Is Forex Trading Better Than the Stock Market?
Over the past 12 months, Forex trading has seen a bit of a renaissance, with lots of Forex trading firms and projects taking hold among the community. It looks almost as if the market had suddenly become popular and everyone was jumping in, with more people taking to day trading.
In all cases, brokers talk about Forex day trading as the best way to raise your income or even get a new, simpler full-time job. Yet, it’s easy to wonder, how true is it that Forex is the best way to make money in the investment market? Wouldn’t it be better to just play the stock market, as many people do? As it turns out, there are key differences that make both markets unique.
Stock and Forex Trading Compared
In comparing stock and forex trading, there are several talking points to consider. Although we see the stock market as the be-all, end-all of trading markets, in truth no stock market can hold a candle to the Forex market in sheer size. While the stock market trades about $200 billion per day, a staggering amount wherever you put it, the Forex market goes even higher, averaging $5 trillion per day. That’s more than several tens the magnitude of the stock market.

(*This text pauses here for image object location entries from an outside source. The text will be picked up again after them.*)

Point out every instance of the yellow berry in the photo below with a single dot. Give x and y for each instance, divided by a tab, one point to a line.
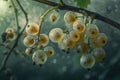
84	48
69	43
70	17
74	35
29	41
56	35
28	51
79	26
53	17
49	51
39	57
32	29
92	31
43	39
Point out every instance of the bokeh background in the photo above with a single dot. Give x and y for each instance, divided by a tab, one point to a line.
63	66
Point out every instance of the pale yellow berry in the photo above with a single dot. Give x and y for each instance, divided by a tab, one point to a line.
32	29
56	35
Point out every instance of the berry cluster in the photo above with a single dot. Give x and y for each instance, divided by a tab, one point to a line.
80	35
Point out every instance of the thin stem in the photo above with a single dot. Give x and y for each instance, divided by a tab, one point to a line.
16	15
42	18
81	10
5	59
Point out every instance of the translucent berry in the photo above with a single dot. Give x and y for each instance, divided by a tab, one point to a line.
74	35
79	26
32	29
56	35
49	51
43	39
28	51
70	17
29	41
39	57
92	31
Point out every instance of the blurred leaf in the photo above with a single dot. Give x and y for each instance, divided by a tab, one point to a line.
83	3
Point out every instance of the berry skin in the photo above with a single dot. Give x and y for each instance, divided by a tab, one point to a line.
79	26
39	57
29	41
92	31
99	41
74	35
70	17
32	29
53	17
69	43
56	35
28	51
49	51
43	39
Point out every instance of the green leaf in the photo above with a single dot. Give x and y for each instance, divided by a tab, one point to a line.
82	3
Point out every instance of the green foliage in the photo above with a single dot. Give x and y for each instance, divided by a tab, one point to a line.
82	3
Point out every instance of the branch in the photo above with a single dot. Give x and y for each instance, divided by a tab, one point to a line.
5	59
81	10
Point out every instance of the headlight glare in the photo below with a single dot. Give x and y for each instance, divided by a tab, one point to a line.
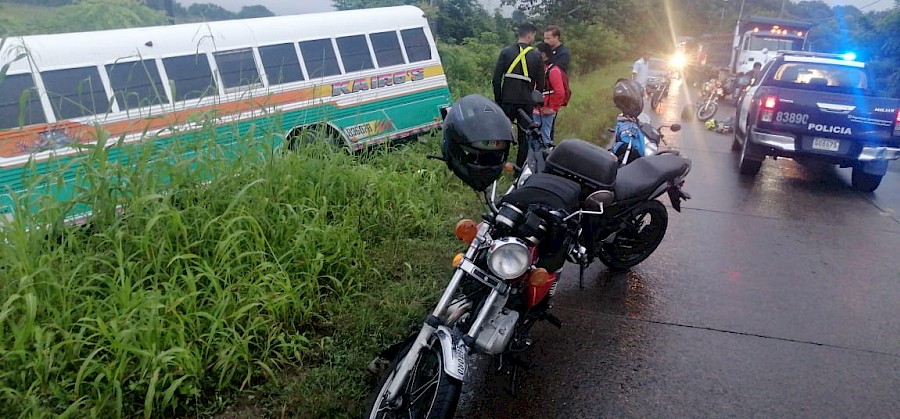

While sheer size might not tell us much at first, it matters a lot – particularly once we also consider that the Forex market is highly liquid. A large trading market with high liquidity means it’s much easier for anyone to enter or leave the market, since the expectation is that whenever you want to trade there will be somebody willing to trade with you.
Let’s take a look at an example of how market size and liquidity work with forex compared to stock market:
In the stock market, you have a number of stocks in your portfolio. Let’s say those stocks are divided 50/50, with half belonging to company A and half belonging to company B. One day, Company A’s CEO goes to jail because of a scandal involving a giraffe and a pair of tweezers, bringing the overall trust in the company down.
You hurry to try and sell your stock, only to find that this scandal is large enough that nobody wants to purchase them. You’re left with dead stock, hoping Company A eventually recovers. You can’t trade it nor turn it into liquid, since nobody will buy. Trading A stocks for B stocks directly isn’t even an option.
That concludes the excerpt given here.